Les inculpés faisaient partie des grévistes, armés de lances et de machettes, sur lesquels la police a tiré.
Aucun policier n'a encore été inquiété, une commission d'enquête spéciale ayant été installée pour faire la lumière sur cette affaire.
De nombreux juristes estiment que le juge a utilisé une loi anti-émeutes de 1956 qui n'a pas été revue par les autorités sud-africaines depuis l'avènement de la démocratie multipartite en 1994, et qui prévoit que soient inculpées pour meurtre toutes les personnes arrêtées sur le site d'une fusillade impliquant la police, que les victimes soient des policiers ou non.

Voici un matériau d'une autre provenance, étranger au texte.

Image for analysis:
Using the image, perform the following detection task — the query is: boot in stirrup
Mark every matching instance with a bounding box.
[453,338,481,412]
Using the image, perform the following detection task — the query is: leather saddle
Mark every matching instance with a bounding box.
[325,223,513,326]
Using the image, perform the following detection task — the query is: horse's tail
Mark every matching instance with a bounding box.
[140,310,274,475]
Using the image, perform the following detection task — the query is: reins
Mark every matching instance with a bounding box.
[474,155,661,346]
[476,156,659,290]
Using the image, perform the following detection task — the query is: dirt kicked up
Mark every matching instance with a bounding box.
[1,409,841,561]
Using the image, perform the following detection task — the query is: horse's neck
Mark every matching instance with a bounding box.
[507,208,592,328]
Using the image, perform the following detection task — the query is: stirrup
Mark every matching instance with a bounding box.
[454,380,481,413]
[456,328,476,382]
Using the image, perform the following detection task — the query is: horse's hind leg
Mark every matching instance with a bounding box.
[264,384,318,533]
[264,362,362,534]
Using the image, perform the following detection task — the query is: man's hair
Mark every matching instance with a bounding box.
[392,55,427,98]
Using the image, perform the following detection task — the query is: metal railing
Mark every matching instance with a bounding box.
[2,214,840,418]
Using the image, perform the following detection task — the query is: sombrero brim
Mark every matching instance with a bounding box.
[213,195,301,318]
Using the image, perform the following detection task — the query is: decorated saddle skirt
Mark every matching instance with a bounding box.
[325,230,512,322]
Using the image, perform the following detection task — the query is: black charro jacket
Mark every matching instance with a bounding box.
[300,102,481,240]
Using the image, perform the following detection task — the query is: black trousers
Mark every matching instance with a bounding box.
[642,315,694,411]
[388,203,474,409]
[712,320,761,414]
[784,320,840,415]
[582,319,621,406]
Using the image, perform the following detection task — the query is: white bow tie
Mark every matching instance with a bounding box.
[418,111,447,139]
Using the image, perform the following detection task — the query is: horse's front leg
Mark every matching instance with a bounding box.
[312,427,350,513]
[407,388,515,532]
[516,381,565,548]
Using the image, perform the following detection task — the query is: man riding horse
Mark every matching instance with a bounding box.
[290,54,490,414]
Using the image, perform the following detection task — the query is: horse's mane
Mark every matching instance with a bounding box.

"Toute personne qui complote avec une autre personne afin d'aider à la perpétration d'un crime ou incite ou provoque une autre personne à commettre un crime, est elle-même coupable d'un crime, comme s'il ou elle avait commis le crime réel lui-même", résume le constitutionnaliste sud-africain Pierre de Vos sur son blog.
"Le régime de l'apartheid a souvent utilisé cette disposition pour obtenir une condamnation pénale d'un ou de plusieurs dirigeants d'une manifestation, ou de dirigeants d'organisations de la lutte anti-apartheid telles que l'ANC (...), dont les membres (...) avaient pris part à des activités de sabotage, agressé ou tué des représentants du régime de l'apartheid", note-t-il.
Pour Pierre De Vos, le parquet n'avait aucune raison d'utiliser cette loi.
A moins que le parquet n'ait à sa disposition des éléments inconnus du public, "il n'y a aucune raison valable possible" d'inculper les mineurs pour meurtres, estime-t-il.
Selon lui, aucun tribunal ne les condamnera pour meurtre.
"Je comprendrais si le cas avait à voir avec le meurtre de deux policiers (tués dans les jours précédents, ndlr), mais les inculper pour la fusillade de la police sur leurs camarades est étrange", a renchéri Vincent Nmehille, juriste à l'Université de Witwatersrand.
Le porte-parole du parquet a confirmé à la presse que l'inculpation pour meurtre était une procédure normale pour les personnes arrêtées lors d'un affrontement mortel avec la police.
La prochaine comparution des 270 grévistes a été fixée au 6 septembre.Ils sont pour l'instant maintenus en détention.